La basse cour


Autrefois la basse cour était un élément important de la ferme, le domaine réservé de la paysanne qui régnait en maîtresse sur ses volatiles. Il faut dire qu’à cette époque les volailles vivaient en totale liberté dans la cour de la ferme. Poules et coq picoraient sur le tas de fumier, les canards fouillaient la boue de la mare de leur large bec, les pintades caquetaient à vous assourdir si vous les approchiez, les oies se dandinaient la tête haute, prêtes à pincer l’intrus qui les dérangerait. La liberté était de mise. Les poules pondaient un peu partout, se trouvant de nouveaux nids dans la paille ou dans la haie du jardin et c’était parfois un véritable jeu de piste pour la fermière qui ramassait les œufs. D’ailleurs ces mêmes poules étaient parfois assez malignes pour pondre et couver sans qu’on ne le soupçonne et un beau matin elles arrivaient dans la cour avec une nichée de poussins encore vacillants sur leurs pattes.
Matin et soir, la maîtresse de maison arrivait dans la cour avec son seau de blé. A peine avait-elle lancé son premier cri « Petit, petit ! que déjà toutes les volailles accouraient, avides de picorer les grains jetés à la volée. Lorsqu’elles avaient tout mangé, elles caquetaient de plaisir avant de vaquer à leurs occupations. Les canards avaient droit à une pâtée faite de son mélangé à de l’eau. Quand aux dindons on ajoutait des orties coupées à la même pâtée pour leur « faire monter le rouge » disait-on.
Au printemps, la fermière attendait qu’une poule se mette à glousser d’une façon bien particulière, signe qu’elle voulait couver. En effet l’animal ne quittait le nid que pour venir manger. Alors la femme préparait une quinzaine de beaux œufs qu’elle glissait au chaud sous la poule. Trois semaines plus tard, on entendait les premiers pépiements et lorsqu’on passait délicatement la main sous les plumes on découvrait des œufs pochés par le petit bec du poussin qui peu à peu se délivrait de la coquille qui l’emprisonnait. Dès que le dernier était né, la poule et sa progéniture étaient mis à part dans une petite étable pendant quelques jours avant d’être lâchés dans l’arène de la basse cour. Très vifs, les poussins ne tardaient pas à courir après les moucherons en suivant leur mère qui les rappelait d’un gloussement impératif et dès qu’il fallait dormir ou qu’il faisait frais, la ribambelle de boules jaunes se réfugiait dans le giron de mère poule.

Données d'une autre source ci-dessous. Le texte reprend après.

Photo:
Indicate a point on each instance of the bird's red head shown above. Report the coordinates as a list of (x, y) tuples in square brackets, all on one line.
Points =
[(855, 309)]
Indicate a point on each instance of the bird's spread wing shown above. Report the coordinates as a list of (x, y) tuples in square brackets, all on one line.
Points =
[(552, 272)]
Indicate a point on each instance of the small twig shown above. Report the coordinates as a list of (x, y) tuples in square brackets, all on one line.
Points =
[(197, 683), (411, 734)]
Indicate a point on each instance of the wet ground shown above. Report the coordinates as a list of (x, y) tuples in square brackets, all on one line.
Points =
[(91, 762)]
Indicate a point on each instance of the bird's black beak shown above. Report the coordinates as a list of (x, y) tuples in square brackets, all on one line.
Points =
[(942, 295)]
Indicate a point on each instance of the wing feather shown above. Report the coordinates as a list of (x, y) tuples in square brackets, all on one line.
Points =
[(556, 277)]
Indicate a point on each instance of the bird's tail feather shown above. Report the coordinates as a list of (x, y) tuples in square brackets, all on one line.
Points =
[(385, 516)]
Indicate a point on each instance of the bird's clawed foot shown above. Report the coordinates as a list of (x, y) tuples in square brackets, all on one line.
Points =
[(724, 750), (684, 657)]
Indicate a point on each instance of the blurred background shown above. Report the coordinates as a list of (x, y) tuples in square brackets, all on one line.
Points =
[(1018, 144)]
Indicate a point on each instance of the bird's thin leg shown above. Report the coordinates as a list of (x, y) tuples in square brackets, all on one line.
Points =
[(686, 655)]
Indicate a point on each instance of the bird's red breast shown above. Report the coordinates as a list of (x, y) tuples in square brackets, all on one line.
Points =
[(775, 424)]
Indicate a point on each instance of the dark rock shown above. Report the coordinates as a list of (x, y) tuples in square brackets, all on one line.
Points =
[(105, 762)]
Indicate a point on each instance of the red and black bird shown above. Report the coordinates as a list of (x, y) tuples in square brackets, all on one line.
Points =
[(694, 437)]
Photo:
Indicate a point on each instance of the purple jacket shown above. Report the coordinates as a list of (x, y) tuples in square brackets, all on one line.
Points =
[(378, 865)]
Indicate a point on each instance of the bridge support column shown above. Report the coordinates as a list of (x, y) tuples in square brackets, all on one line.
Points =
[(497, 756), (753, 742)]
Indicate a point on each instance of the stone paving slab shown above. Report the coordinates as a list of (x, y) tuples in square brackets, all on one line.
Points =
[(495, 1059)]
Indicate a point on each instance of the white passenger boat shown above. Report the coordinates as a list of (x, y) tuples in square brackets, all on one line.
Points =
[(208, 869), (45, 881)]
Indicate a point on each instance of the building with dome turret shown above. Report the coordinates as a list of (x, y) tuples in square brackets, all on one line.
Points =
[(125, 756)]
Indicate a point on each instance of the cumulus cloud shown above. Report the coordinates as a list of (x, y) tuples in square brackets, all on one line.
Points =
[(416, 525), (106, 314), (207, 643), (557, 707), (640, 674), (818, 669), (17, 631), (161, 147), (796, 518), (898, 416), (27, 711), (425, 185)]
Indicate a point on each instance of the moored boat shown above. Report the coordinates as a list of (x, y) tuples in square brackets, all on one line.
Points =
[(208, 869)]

Aujourd’hui les joies de la basse cour n’existent plus puisque les poules, lorsqu’il y en a, sont renfermées dans un enclos, elles doivent pondre mais surtout pas couver car on achète les poulets à demi élevés. Et je ne parle pas des élevages industriels où les volailles enfermées dans des cases ne voient jamais la lumière du jour.